Paralysis takes hold as 84% hold back key legacy business applications from the cloud.

  • Friday, 29th November 2019 Posted 6 years ago in by Phil Alsop

90% of UK enterprises in the FTSE 100 and 250 have run into major problems migrating legacy business applications to the cloud as part of their digital transformation, with 84% holding applications back, Cloudhouse research has found.


Surveying senior IT decision-makers within 50 of the UK’s largest enterprises, the research explored the challenges around cloud migration of legacy business applications.

Almost all companies (96%) are still running applications on legacy Windows operating systems. Yet with less than two months to go before the January 14, 2020 end-of-life deadline for Windows 7 and Windows Server 2008, 69% are still severely hampered by the cost and complexity of migrating legacy applications. Nearly a third (31%) fear being locked into a single cloud-provider and almost a quarter (24%) admit they don’t know of any solutions that would enable them to migrate their legacy applications. More than a fifth (22%) are putting off the migration of business-critical applications because they don’t want to risk them in a new, incompatible cloud server environment.

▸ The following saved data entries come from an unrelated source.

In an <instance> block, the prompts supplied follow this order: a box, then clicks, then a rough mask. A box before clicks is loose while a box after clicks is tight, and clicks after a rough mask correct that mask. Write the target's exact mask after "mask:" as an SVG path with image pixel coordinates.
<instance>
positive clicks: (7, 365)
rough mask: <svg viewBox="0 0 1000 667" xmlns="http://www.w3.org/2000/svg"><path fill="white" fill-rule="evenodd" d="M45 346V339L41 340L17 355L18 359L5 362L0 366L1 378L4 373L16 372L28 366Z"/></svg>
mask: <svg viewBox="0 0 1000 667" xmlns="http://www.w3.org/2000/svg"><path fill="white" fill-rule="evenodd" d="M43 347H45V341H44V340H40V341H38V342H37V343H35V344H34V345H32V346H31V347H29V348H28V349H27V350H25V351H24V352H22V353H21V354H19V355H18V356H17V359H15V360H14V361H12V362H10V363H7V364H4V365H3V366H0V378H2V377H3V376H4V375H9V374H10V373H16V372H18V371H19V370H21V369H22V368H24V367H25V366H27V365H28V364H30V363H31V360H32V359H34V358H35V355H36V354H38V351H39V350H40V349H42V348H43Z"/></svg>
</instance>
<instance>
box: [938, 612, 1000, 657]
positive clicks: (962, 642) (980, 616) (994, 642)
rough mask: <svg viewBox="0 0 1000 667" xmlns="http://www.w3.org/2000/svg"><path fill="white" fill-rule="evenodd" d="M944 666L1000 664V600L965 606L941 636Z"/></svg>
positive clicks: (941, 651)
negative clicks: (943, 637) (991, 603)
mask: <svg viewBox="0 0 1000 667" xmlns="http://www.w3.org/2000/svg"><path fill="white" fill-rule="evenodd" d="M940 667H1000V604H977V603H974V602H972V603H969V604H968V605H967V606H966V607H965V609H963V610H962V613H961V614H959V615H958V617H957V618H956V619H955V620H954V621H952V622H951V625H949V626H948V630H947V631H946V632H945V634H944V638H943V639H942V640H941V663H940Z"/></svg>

Almost six-in-ten (58%) have between a quarter and three-quarters of all their applications on legacy operating systems. Yet while 94% view application migration as important to digital transformation, only 6% have completed their digital transformation strategies and only 6% see containerisation as a solution.

“It’s very worrying that some of the largest enterprises in the UK risk being crippled by their inability to migrate legacy applications to the cloud as the Windows end-of-life deadline looms,” said Mat Clothier, CEO, Cloudhouse. “There is a gap in expertise and in their understanding of cloud-migration technology such as containerisation, which they need to overcome this paralysis.  Otherwise they face escalating costs and severely downgraded competitiveness.”

The research found that although 100% of UK enterprises surveyed want to resolve the all-too-common problems of incompatibility with legacy systems, 35% are prevented from doing so by lack of cloud market knowledge and 27% by lack of expertise.

More than a third (34%) plan to upgrade their old applications prior to migration and 16% will go through costly and complex recoding and refactoring. Some 12% will migrate to separate virtual environments such as Citrix.

“Major enterprises are neglecting the most effective and obvious solution – encapsulation,” said Clothier. “This is an advanced form of containerisation that lifts each legacy application and its underlying environment and makes it fully-functioning and evergreen in the cloud. Incompatible applications can be encapsulated and migrated without the need for refactoring, recoding, upgrading or any impact on end-user experience. This eradicates extended support charges as well as removing technical debt. It’s time for enterprises to reappraise the options.”